Assume I have an array of doubles that looks like the following:

Array[10] = {10, 10, 10, 3, 10, 10, 6, 10, 10, 9, 10}

I need a function that can determine what the MAJORTY vote is in the array, in this case "10" because it is the number that appears the most often... And of course there is the situation when no majority exists (where they are equal), in that case I need to throw an exception...

Any clues? Aside from doing some really nasty looping on the array (for each index, determine how many exist with the same value, store a count in the array, and then scan the count array for the highest number and the value at that position is the winner, etc...)


Solution 1:

Using a Map<Integer, Integer> should be simple as:

int mostFrequent(int... ary) {
    Map<Integer, Integer> m = new HashMap<Integer, Integer>();

    for (int a : ary) {
        Integer freq = m.get(a);
        m.put(a, (freq == null) ? 1 : freq + 1);
    }

    int max = -1;
    int mostFrequent = -1;

    for (Map.Entry<Integer, Integer> e : m.entrySet()) {
        if (e.getValue() > max) {
            mostFrequent = e.getKey();
            max = e.getValue();
        }
    }

    return mostFrequent;
}

Solution 2:

Your first problem is that you have an "array of doubles", because equality is problematic with floating point data (identical numerical values can be represented by different bit patters, among other things). If your doubles are in fact (as in the example) integers, use int instead. Otherweise, think long and hard about how you define what values are equal for the purpose of representing the same vote.
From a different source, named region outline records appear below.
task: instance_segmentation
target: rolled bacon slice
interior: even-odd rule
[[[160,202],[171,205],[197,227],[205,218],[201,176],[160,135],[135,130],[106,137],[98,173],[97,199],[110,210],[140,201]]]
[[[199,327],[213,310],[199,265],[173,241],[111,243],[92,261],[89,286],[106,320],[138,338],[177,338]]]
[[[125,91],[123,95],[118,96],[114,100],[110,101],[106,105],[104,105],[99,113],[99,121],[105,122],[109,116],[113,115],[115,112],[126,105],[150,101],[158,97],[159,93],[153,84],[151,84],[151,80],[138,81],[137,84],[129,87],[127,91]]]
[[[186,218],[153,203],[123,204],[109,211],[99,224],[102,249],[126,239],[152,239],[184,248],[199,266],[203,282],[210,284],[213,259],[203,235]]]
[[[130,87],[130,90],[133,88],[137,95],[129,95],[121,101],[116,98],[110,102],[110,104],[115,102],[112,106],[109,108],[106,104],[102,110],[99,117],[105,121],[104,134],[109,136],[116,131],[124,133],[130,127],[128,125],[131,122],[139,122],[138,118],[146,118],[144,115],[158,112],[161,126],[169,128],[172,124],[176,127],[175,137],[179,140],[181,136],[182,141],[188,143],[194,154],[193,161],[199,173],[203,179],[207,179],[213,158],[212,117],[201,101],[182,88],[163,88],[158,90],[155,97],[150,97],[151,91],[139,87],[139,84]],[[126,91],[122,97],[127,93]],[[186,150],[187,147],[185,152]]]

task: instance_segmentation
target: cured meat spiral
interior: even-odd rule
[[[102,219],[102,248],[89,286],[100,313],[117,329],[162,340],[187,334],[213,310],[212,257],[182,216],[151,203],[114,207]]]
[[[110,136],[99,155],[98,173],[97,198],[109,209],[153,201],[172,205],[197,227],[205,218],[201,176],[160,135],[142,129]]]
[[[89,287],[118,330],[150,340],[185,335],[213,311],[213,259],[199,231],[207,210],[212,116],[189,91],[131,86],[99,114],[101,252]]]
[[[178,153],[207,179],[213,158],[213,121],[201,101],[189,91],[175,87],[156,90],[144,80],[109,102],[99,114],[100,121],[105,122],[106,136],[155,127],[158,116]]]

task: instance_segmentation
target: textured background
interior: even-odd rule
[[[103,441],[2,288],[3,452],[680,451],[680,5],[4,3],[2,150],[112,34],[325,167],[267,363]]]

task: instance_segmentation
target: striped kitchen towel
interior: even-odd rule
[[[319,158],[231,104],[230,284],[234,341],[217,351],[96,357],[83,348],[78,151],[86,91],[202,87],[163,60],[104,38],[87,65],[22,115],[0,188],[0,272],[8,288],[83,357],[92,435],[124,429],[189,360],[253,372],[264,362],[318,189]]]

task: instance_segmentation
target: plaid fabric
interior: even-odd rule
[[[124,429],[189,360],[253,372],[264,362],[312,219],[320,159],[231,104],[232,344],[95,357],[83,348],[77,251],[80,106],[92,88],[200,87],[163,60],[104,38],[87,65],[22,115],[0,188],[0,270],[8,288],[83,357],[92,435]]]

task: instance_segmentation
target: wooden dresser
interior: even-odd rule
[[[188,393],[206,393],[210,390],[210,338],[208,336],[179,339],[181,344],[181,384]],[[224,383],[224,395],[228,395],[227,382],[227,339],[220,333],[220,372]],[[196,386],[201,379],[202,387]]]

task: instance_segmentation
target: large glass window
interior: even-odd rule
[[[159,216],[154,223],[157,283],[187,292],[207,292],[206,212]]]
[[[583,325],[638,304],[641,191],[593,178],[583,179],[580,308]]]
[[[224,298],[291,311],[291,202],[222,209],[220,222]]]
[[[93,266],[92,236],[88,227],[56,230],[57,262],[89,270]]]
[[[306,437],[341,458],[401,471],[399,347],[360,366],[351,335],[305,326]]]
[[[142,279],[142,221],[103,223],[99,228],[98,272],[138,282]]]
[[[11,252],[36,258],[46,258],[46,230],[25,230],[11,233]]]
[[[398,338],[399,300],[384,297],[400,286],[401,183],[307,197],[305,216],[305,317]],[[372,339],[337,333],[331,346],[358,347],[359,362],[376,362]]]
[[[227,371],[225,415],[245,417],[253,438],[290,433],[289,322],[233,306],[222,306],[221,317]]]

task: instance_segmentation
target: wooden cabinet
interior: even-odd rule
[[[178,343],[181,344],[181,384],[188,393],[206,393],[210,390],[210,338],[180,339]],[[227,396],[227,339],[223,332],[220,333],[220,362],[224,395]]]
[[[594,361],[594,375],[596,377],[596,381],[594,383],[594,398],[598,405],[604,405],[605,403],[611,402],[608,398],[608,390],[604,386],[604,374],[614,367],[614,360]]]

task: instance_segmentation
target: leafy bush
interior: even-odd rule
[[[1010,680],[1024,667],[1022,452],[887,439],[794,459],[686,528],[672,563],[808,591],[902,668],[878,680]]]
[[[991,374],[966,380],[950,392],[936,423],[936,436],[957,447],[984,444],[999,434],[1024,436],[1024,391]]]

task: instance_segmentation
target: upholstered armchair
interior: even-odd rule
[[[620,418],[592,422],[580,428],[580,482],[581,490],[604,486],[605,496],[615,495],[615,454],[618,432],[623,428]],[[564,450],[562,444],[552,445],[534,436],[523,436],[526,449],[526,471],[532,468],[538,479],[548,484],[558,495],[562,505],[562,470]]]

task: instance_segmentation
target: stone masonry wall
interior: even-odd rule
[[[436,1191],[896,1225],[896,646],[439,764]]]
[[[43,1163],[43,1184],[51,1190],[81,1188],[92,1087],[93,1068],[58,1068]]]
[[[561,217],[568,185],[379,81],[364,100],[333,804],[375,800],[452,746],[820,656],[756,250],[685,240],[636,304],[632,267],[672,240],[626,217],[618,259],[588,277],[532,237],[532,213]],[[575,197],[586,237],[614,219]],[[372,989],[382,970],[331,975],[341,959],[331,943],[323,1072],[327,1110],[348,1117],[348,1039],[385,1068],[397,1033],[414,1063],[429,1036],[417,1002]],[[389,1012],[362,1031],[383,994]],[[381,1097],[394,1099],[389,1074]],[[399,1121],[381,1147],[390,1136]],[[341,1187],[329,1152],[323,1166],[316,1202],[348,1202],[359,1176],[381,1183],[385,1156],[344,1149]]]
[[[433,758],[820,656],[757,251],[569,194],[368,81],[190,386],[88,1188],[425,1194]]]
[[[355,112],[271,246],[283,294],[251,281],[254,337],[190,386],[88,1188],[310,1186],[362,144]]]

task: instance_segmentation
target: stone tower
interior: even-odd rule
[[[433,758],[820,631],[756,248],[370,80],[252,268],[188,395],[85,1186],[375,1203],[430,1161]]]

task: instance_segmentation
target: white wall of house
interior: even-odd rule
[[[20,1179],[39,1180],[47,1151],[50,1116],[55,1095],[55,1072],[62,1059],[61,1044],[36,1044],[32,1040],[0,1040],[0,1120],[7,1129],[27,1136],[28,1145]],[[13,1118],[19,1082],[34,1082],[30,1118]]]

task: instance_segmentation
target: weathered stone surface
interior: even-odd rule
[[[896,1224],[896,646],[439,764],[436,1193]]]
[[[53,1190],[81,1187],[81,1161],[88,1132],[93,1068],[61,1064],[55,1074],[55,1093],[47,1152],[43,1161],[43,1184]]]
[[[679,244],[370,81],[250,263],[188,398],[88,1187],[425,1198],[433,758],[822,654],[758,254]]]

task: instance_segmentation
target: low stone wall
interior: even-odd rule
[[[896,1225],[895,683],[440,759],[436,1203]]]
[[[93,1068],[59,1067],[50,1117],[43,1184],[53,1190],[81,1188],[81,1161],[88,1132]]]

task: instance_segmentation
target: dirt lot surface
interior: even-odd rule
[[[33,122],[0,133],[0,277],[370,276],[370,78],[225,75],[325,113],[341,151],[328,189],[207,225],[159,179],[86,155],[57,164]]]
As for determining the majority vote, use a Map with the "vote id" as key and the number of votes as value - then in the end iterate through the map to find the maximal value.

Solution 3:

Sort the array first w/ quick sort and then scan and count for a majority - O(n ln n). If the range of elements is known ahead of time, say between {1,k}, then a counting sort can be used which will run in O(n+k).

As a slight improvement, as you are scanning the sorted array, if you find value that has more that n/2 occurrences you are done.

Solution 4:

With an array of doubles this might not be easy since equality comparisons on doubles are pretty problematic. If you can get away with using integers, you can do something like the following:

    HashMap<Integer, Integer> map = new HashMap<Integer, Integer>();
    for(int element: Array)
    {
        Integer frequency = map.get(element);
        map.put(element, (frequency != null) ? frequency + 1 : 1);      
    }
    int mostFrequentItem  = 0;
    int[] maxFrequencies  = new int[2];
    maxFrequencies[0]     = Integer.MIN_VALUE;

    for(Entry<Integer, Integer> entry: map.entrySet())
    {
        if(entry.getValue()>= maxFrequencies[0])
        {
            mostFrequentItem  = entry.getKey();
            maxFrequencies[1] = maxFrequencies[0];
            maxFrequencies[0] = entry.getValue();
        }
    }
    if(maxFrequencies[1] == maxFrequencies[0])
        throw new Exception();//insert whatever exception seems appropriate
            return mostFrequentItem  

This will have O(n) performance, so it should be pretty optimal in asymptotic performance behaviour. If your doubles are not the results of calculations but come from an other source, that is if you can be sure that values which are basically the same will be represented equally, you might get away with using the same method for doubles, however I would still recommend being careful that this is really the case.

Edit: some performance improvements as suggested in the comment as well as supporting checking for ambiguous case

Solution 5:

As @Grizzly points out, doubles are problematic from a computational standpoint. I would also suggest that they don't make sense from the standpoint of your problem domain; doubles don't make any sense with majority voting!

So lets assume that 10 and 6 and so on are integer identifiers for the things people are voting for. Lets also assume that you know that users can vote any value from 0 to 10.

int[] votes = ...
int[] voteCounts = new int[11];  // 11 could be calculated ...
for (int vote : votes) {
    voteCounts[vote]++;
}
int majority = (votes.length + 1) / 2;
for (int i = 0; i < voteCounts.length; i++) {
    if (voteCounts[i] >= majority) {
        return i;  // the winner!
    }
}
throw new NoClearMajorityException(...);

This algorithm is O(N) in time and O(M) in space, where M is the largest identifier. The catch is that it only works (as written) if the identifiers are integers.